Due to the technical inability to make the 135 turn from East Madison to 19th Avenue, Routes 8 and 11 will no longer move to 19th Avenue and E Thomas St, but will continue on their current routings, with Route 8 on John/Thomas and Route 11 on Madison/Pine (though Route 8 will still split from Route 38 and get a boost to 12-minute frequency). As an "administrative change" - in which no stop is more than a half mile from its current routing - the 19th Avenue deviation was neither part of the restructure as adopted by Council nor released for public feedback. We are told that its inclusion met political objectives to secure Council votes, but Metro apparently did not test the operational feasibility of the the route prior to the restructure's adoption.
Analysis and lamentations after the jump.
Link (Dis)connections
Astonishingly, despite a year of public process for a project called "Link Connections," fewer neighborhoods will have connections to Capitol Hill Station after the restructure than if they had left the network untouched. As a refresher, the excellent Alternative 1 would have provided approximately 25 buses/streetcars per hour to Capitol Hill Station from all directions, including First Hill, Madison Park, Summit, the Central District, and more. Even some of the weaker alternatives, such as Alternative 3, would have provided a connection from East Capitol Hill to CHS via 19th Avenue and E Thomas Street on a restructured Route 12.
We are ending up with a worse version of the universally panned Alternative 2. To jog your memory, Alternative 2 was a status quo alternative that mostly left the network alone except for reducing Route 43 to all-day 30-minute frequency and moving Route 9 to terminate at Group Health for extra frequency between 15th Avenue and Link. But now we're getting Alternative 2 but with neither an all-day 43 nor adequate service between Capitol Hill Station-15th.
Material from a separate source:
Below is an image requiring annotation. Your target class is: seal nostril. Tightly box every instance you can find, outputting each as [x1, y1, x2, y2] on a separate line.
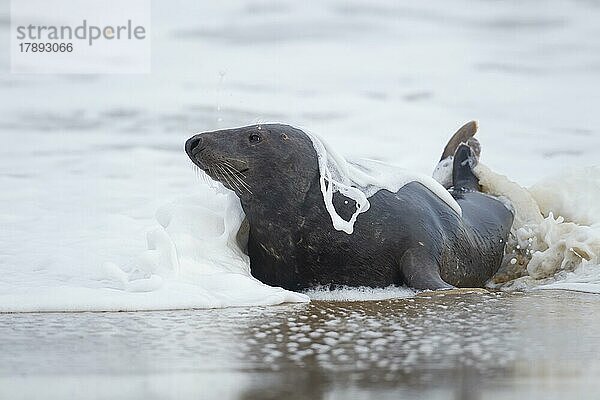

There are some good changes remaining, especially 10-minute frequency on Route 49 and the needed split of Route 8 at Mt Baker. But without Route 11 serving Capitol Hill Station, the net effect of this restructure in East Capitol Hill is a substantial service cut, with Route 43 cut back to peak-only, service from Downtown to Olive Way and Summit being reduced to just the lifeline 47, and a redundant glut of 15 buses per hour continuing down Pike/Pine into Downtown Seattle. Without any near-term provision for improving traffic on Denny Way, Route 8 will now be the only route connecting to Capitol Hill Station from anywhere east of Broadway. Transfers at 23rd and John will be frequent but uneven, with total all-day service on 23rd north of Madison reduced from 8 buses per hour to 6, and all-day service on John/Thomas reduced from 8 buses per hour to 5. In fact, given the likelihood of a 'soft open' for ULink prior to the restructure, it is sad that the best bus access many residents will have to Link in the first few days it's open.
A Failure for Agency Integration
Taken in totality, this process has been a disappointing failure in Capitol Hill, with good network proposals being progressively degraded by the loudest neighborhood voices. County Executive Constantine's big push for integrated agency planning is off to a rough start, as this process has been a strong illustration of structural interagency problems creating absurd outcomes: Metro seems unable to sustain substantive improvements through public process, and Sound Transit is almost entirely powerless to improve transit access to its 'neighborhood' Seattle stations (including the Rainier Valley, Capitol Hill, and soon Roosevelt). We must learn from this quickly, both to quickly fix the mistakes made for ULink and to resolve not to repeat them when Northgate Link opens.